24.      Enfin, en ce qui concerne l’intérêt à la divulgation des documents demandés qu’auraient les nombreux consommateurs engagés dans des procédures judiciaires nationales, force est de constater que cet intérêt n’est que potentiel et qu’il ne se réalisera éventuellement que lorsque la procédure EU Pilot en cause aura été menée à son terme, la Commission ayant alors apprécié si, oui ou non, les lois hongroises concernées sont contraires au droit de l’Union. En outre, la Cour a déjà jugé qu’une demande d’accès aux documents présentée aux fins que son auteur soit en mesure de préparer un recours ou puisse bénéficier d’une aide à la production de preuves dans le cadre de recours devant les juridictions nationales ne démontre pas l’existence d’un intérêt supérieur, au sens de l’article 4, paragraphe 2, dernier membre de phrase du règlement no 1049/2001, et que de tels intérêts doivent être qualifiés de “privés” (voir, en ce sens, arrêts du 28 juin 2012, Commission/Agrofert Holding, C‑477/10 P, EU:C:2012:394, point 86, et du 14 juillet 2016, Sea Handling/Commission, C‑271/15 P, non publié, EU:C:2016:557, point 97). Ce constat vaut, par conséquent, pour l’ensemble des consommateurs individuellement concernés, de telle sorte que l’affirmation contenue au point 59 de l’arrêt attaqué in fine est, elle aussi, exempte d’erreur de droit. En tout état de cause, ces documents pourront être mis à la disposition de la requérante et des consommateurs concernés lorsqu’il ne sera plus nécessaire de protéger les activités d’enquête de la Commission, c’est-à-dire lorsque la procédure EU Pilot aura été menée à son terme.

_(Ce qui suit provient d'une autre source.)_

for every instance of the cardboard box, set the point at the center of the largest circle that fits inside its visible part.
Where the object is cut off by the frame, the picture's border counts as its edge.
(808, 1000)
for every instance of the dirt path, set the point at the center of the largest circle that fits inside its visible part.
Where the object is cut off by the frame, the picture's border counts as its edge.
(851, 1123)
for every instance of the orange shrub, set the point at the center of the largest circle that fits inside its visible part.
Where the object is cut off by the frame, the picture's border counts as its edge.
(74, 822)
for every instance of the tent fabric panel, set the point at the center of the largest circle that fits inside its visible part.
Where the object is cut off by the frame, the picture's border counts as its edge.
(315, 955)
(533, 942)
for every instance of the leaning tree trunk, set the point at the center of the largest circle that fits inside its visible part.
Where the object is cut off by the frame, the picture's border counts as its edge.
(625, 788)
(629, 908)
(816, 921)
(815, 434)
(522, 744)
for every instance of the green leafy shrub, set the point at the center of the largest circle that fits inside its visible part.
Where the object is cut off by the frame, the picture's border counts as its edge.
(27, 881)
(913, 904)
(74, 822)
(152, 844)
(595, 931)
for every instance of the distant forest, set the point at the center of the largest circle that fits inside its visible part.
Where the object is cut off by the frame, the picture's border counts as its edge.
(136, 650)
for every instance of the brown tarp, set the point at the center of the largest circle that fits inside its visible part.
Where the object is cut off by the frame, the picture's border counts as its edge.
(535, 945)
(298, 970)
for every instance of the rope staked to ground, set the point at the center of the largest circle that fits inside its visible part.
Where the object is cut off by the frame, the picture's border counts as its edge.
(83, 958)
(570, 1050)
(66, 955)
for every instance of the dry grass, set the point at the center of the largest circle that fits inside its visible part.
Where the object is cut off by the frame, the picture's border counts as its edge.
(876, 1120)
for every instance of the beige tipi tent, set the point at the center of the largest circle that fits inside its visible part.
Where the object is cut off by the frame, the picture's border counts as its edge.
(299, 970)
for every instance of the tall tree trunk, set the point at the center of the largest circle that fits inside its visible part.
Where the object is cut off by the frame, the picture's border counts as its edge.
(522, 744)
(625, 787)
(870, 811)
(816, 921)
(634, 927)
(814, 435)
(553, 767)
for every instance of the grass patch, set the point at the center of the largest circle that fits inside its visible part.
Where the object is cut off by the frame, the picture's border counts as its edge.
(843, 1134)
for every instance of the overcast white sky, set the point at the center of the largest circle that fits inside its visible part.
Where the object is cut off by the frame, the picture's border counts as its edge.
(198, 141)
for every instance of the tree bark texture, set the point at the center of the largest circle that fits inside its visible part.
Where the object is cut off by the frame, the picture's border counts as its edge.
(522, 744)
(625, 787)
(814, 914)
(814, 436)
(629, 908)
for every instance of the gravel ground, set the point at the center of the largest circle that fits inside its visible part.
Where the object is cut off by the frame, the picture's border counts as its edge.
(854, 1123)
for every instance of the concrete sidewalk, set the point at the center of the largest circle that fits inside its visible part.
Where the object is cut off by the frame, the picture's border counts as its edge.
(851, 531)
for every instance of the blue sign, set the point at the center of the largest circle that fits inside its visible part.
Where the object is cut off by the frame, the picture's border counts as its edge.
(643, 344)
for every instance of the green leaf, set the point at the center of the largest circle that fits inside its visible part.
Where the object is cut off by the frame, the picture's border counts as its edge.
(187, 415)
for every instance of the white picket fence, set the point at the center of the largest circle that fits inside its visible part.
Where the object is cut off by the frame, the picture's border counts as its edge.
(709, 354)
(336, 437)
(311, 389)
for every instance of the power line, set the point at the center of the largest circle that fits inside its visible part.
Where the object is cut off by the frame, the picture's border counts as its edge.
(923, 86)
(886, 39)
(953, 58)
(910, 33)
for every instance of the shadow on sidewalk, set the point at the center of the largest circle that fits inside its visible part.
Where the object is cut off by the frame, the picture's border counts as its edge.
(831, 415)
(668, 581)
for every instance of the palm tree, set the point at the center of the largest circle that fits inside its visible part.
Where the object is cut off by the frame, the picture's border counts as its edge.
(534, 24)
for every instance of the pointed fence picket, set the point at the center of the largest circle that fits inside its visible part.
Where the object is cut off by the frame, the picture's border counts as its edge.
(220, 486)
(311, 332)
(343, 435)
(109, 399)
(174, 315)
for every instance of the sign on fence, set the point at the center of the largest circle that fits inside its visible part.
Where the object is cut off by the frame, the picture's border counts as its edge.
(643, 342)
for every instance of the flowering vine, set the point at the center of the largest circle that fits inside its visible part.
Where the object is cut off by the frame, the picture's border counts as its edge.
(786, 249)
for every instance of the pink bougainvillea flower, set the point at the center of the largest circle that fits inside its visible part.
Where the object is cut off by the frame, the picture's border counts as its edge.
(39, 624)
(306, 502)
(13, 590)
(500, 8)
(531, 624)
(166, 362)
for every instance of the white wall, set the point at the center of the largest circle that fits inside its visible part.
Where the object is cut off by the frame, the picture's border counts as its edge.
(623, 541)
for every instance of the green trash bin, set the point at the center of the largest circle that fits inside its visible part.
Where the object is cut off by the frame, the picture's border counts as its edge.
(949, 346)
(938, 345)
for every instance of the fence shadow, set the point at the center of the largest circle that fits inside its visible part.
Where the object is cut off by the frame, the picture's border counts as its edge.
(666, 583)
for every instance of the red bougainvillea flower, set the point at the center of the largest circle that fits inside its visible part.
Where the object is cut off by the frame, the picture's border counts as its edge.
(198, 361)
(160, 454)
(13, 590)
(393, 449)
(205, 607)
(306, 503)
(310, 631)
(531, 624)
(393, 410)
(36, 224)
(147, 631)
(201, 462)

25.      C’est donc sans commettre d’erreur de droit que le Tribunal a conclu, au point 71 de l’arrêt attaqué, que la requérante n’avait démontré aucun intérêt public supérieur de nature à justifier la divulgation des documents demandés. La seconde branche du second moyen doit donc également être rejetée comme étant manifestement non fondée.

 Conclusion de l’analyse

26.      À la lumière de l’ensemble des considérations qui précèdent, il convient de rejeter le pourvoi comme étant manifestement non fondé. »

6        Pour les mêmes motifs que ceux retenus par M. l’avocat général, il y a lieu de rejeter le pourvoi comme étant manifestement non fondé.

 Sur les dépens

7        Conformément à l’article 137 du règlement de procédure, applicable à la procédure de pourvoi en vertu de l’article 184, paragraphe 1, de celui-ci, il est statué sur les dépens dans l’ordonnance qui met fin à l’instance.

8        En l’espèce, la présente ordonnance étant adoptée avant que le pourvoi ne soit signifié aux autres parties et, par conséquent, avant que celles-ci n’aient pu exposer des dépens, il convient de décider que la requérante supportera ses propres dépens.

Par ces motifs, la Cour (dixième chambre) ordonne :

1)      Le pourvoi est rejeté comme étant manifestement non fondé.

2)      Mme Anikó Pint supporte ses propres dépens.

Signatures


*      Langue de procédure : l’allemand.